Whilst some material below has been authored within the Office of the Surveyor General other papers have been reactivated with the permission of the authors or copyright owners, obtained from the Tasmanian Parliamentary Library or linked directly.
Anyone who wishes to contribute additional articles that may help to improve cadastral surveying in Tasmania should contact the Office of the Surveyor General.
Tasmanian reports and articles:
Survey System of Tasmania, Report No. 54 to the Tasmanian House of Assembly, 1883
Report by Alexander Black, Assistant Surveyor-General of Victoria, into the surveying of land and mineral rights in Tasmania. Virtually all the recommendations from the Black report,
including the regulation of surveys and surveyors supported by field and office inspection, were adopted in 1884 with the notable exception being the call for for an increase in fees paid for surveys. A subsequent complaint that
between 25% and 100% additional work was required with not extra payment forthcoming led to a Select Committee Report to the Tasmanian Parliament (No. 143 in 1886) which sheds more light on colonial land survey practices.

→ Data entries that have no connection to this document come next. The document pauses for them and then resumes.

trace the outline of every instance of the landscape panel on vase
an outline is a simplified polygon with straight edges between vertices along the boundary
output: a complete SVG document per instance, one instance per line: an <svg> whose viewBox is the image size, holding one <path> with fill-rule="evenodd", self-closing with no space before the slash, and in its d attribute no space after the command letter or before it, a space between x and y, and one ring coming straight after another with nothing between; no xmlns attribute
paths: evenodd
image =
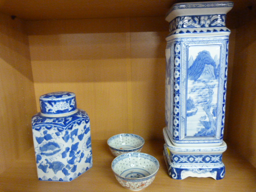
<svg viewBox="0 0 256 192"><path fill-rule="evenodd" d="M220 45L188 47L186 137L216 135Z"/></svg>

Payment of Surveys, Report No. 143 to Parliament of Tasmania, 1886
The Report commences with the following opening text:
"Your Committee have the honor to report to your Honorable House that they have held. eight sittings, and examined five witnesses. The evidence taken discloses the fact that, prior to the issue of the Regulations now in force for the guidance of surveyors, surveys were very frequently effected in a rough and unsatisfactory manner, the surveyors, in some cases, evidently being controlled less by the purpose to make a satisfactory survey than by the desire to make the fees payable afford a good remuneration for the work done."